THE RUSSIAN BEAR has once again swatted the Ukrainian nightingale.

In response to Russian President Vladimir Putin’s bloody adventurism in Ukraine, thousands of Russians defied harsh anti-protest laws to hold anti-war demonstrations. Even before rockets exploded over Kyiv, his pro-Kremlin proxies took over eastern Donbas in 2014, killing 13,000 people, a quarter of them civilians, and displacing more than 850,000. Human rights abuses in the breakaway regions skyrocketed. There is no free and independent media. Journalists are targeted. Religious persecution against Catholics, Protestants, Jews, Muslims, and other religious minorities is constant and harsh. Both Ukrainian and pro-Russia armed groups detained hundreds of civilians charged with “espionage” and held them in undisclosed locations, often subjecting them to torture. The slow unraveling of the fragile ceasefire brokered in 2020, in addition to COVID-19 restrictions, left Ukrainians gasping and afraid.
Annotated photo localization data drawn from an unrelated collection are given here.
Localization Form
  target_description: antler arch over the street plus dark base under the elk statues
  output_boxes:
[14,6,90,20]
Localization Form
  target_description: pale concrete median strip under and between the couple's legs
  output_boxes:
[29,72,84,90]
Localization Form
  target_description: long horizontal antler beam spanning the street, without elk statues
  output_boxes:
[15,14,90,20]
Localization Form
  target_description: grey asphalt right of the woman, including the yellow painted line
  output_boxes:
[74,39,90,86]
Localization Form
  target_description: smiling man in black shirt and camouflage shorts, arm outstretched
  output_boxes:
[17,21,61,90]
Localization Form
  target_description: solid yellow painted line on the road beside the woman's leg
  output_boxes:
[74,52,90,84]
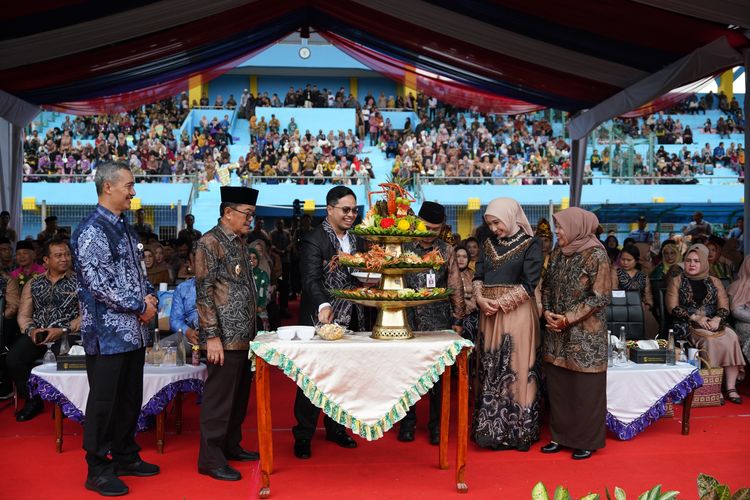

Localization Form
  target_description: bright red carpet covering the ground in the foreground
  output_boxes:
[0,298,750,500]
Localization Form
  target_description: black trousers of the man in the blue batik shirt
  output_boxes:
[83,349,146,477]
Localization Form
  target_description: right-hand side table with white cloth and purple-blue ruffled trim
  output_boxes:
[607,361,703,440]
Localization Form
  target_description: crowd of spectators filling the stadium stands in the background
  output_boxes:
[24,84,745,186]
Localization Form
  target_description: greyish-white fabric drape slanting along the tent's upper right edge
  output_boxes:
[568,37,743,140]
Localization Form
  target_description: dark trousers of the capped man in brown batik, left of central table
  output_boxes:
[198,349,251,469]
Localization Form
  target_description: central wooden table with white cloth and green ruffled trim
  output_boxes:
[250,330,473,498]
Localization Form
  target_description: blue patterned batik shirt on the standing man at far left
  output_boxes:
[70,205,154,355]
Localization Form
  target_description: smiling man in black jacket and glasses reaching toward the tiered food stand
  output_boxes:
[292,186,365,459]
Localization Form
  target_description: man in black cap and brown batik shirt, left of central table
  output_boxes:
[195,186,258,481]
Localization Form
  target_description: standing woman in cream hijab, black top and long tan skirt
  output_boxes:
[473,198,543,451]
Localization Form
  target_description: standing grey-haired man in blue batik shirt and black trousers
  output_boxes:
[71,162,159,496]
Churches too are caught in the literal crossfire as well as the crossfire of contested histories. As the hot war started, Valery Antonyuk, head of the All-Ukrainian Union of Evangelical Baptist Churches, called on all congregations to prepare to open their churches to the displaced. “Our churches must become centers of service to our people in times of adversity,” he said, emphasizing that his pastors were not leaving.
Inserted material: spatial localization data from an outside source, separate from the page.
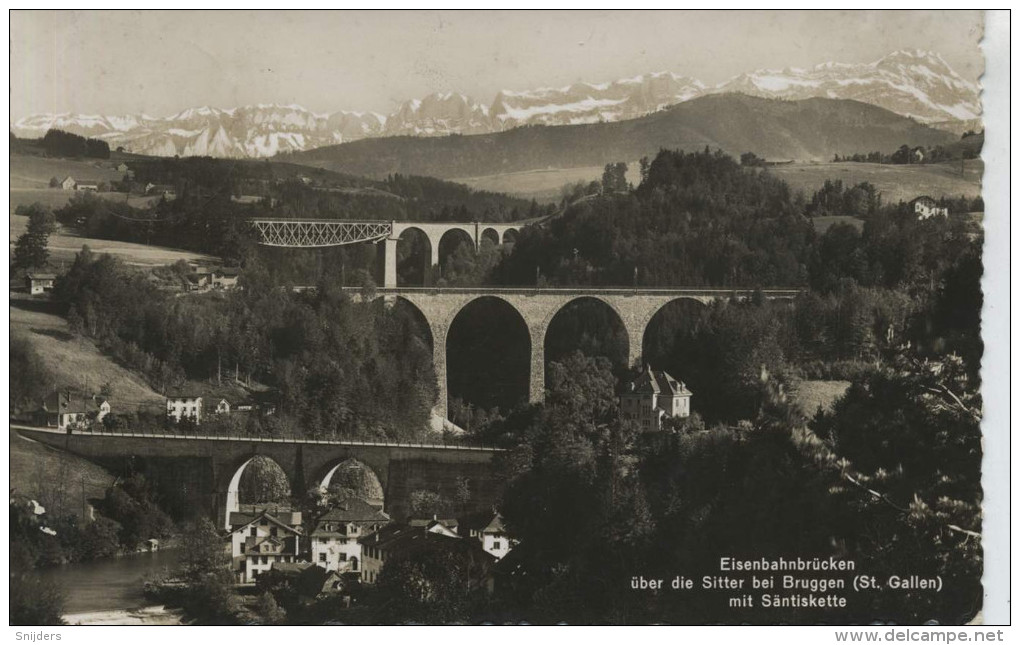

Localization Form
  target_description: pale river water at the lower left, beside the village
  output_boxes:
[39,549,180,614]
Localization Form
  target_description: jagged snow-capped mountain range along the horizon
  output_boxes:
[10,51,981,157]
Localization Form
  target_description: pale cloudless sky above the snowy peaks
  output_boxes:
[3,10,983,122]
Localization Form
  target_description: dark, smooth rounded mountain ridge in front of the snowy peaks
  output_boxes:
[282,94,957,179]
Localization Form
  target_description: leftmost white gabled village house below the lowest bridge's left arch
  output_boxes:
[227,510,302,583]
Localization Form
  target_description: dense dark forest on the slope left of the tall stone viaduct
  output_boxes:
[45,249,436,440]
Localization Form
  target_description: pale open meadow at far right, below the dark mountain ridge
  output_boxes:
[767,159,984,204]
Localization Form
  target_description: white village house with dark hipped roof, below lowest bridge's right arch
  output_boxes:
[308,497,390,577]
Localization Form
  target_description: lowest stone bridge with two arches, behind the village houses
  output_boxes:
[12,426,502,528]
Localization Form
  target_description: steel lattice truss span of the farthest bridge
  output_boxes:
[249,219,393,248]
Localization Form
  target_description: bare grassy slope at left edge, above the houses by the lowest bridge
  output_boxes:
[8,293,164,413]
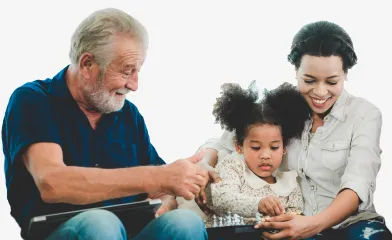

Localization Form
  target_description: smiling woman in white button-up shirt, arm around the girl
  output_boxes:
[197,21,392,239]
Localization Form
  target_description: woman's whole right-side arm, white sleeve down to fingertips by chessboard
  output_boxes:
[259,106,382,239]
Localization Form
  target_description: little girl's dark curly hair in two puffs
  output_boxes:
[213,82,310,146]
Orthodox churches in the region are especially vulnerable to partisan politics. In Ukraine, there are competing claims between the two Orthodox patriarchates. The older and larger is the Ukrainian Orthodox Church under the Moscow Patriarchate. The Russian Orthodox Church has long been aligned with the Russian state and too rarely its conscience. However, the leader of the Ukrainian branch bravely appealed to Russia’s leadership, saying “Such a war is not justified either by God or by people.” The newer and more fragile is the Orthodox Church of Ukraine, which marked its independence from Moscow in 2018, swiftly followed by Ecumenical Patriarch Bartholomew welcoming the Orthodox Church of Ukraine into the worldwide communion of Orthodox churches. The new leader, 43-year-old Metropolitan Epifaniy, released a prayer at the outbreak of the Russian attack saying, “War is a great evil that goes against God’s intention of creation.”
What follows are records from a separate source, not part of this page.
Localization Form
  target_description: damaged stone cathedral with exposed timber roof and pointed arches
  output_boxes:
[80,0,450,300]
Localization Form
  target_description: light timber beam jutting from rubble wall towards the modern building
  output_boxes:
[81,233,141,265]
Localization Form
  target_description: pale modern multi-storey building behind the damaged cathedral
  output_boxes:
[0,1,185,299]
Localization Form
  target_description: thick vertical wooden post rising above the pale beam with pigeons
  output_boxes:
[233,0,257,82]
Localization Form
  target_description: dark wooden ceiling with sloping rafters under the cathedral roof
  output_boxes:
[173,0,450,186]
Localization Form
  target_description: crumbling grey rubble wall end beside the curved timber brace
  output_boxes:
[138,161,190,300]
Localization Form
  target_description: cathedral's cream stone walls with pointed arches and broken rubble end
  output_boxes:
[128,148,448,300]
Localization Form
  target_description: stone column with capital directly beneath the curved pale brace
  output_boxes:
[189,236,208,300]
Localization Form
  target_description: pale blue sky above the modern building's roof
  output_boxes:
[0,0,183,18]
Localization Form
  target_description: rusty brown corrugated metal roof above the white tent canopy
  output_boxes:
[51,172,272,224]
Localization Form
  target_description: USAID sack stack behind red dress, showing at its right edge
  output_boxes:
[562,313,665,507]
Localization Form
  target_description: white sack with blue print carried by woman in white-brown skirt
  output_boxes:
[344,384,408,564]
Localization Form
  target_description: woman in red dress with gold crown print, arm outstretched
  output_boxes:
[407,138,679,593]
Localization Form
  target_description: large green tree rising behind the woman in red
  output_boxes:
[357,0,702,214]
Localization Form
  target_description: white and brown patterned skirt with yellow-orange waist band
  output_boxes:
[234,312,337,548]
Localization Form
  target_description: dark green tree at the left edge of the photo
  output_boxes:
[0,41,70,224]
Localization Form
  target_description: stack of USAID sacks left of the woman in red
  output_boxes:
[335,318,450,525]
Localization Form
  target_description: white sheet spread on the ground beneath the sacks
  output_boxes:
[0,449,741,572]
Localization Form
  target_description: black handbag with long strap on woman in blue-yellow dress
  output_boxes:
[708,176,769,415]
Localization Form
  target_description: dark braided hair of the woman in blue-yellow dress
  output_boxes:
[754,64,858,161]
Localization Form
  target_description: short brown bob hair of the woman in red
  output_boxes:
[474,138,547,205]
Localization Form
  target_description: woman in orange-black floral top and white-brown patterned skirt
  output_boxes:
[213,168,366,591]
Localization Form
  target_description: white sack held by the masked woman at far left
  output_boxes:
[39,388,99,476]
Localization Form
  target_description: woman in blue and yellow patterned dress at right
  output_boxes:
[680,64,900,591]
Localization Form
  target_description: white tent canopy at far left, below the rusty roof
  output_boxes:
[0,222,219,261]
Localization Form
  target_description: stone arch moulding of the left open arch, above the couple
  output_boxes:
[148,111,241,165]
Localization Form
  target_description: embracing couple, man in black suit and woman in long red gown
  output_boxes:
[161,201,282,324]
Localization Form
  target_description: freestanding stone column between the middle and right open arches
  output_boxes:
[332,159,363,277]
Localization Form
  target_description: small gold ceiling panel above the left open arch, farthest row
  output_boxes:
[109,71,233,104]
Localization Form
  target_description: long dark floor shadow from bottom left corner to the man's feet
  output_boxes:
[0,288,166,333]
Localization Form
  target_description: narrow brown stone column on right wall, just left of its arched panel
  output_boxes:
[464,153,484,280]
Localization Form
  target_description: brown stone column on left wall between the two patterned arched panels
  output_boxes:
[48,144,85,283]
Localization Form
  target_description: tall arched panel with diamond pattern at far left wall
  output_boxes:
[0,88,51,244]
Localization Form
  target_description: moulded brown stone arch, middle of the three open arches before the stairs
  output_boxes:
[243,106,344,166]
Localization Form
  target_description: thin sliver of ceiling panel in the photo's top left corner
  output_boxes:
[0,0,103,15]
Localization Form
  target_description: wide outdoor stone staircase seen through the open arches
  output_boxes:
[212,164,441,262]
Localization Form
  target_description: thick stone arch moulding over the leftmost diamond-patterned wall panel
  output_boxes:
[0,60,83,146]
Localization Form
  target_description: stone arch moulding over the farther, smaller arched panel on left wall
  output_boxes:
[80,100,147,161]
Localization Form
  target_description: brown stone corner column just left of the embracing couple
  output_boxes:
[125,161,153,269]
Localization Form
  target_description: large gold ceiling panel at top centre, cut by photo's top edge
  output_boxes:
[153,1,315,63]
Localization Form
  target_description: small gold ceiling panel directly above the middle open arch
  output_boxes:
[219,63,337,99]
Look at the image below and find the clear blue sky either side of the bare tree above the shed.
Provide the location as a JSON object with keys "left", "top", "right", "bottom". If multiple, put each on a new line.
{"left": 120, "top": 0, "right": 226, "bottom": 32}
Wars are fought on blood and treasure. Putin can only fund his war because 40 percent of his economy is floated by fossil fuel exports. He also controls the chokepoint of natural gas to western Europe. Peace may require a rapid and massive scale-up of renewable energy—especially in the United States and Europe, as Germany is implementing. Such action, said climate leader Bill McKibben, “dramatically reduces the power of autocrats, dictators, and thugs.” With guidance from Patriarch Bartholomew, “the Green Patriarch,” who strongly condemned the Russian attack, the Orthodox Church of Ukraine could emerge as an advocate for God’s creation and renewable energy as a sign of Ukrainian resilience, independence, and national pride. But first, the Putin bear must be pushed out of arm’s reach—both by undermining his support at home and brave civil defense by Ukrainians.

St. Basil of Caesarea wrote, “Nothing is so characteristically Christian as being a peacemaker.” Around the world we pray to hear the nightingale sing again.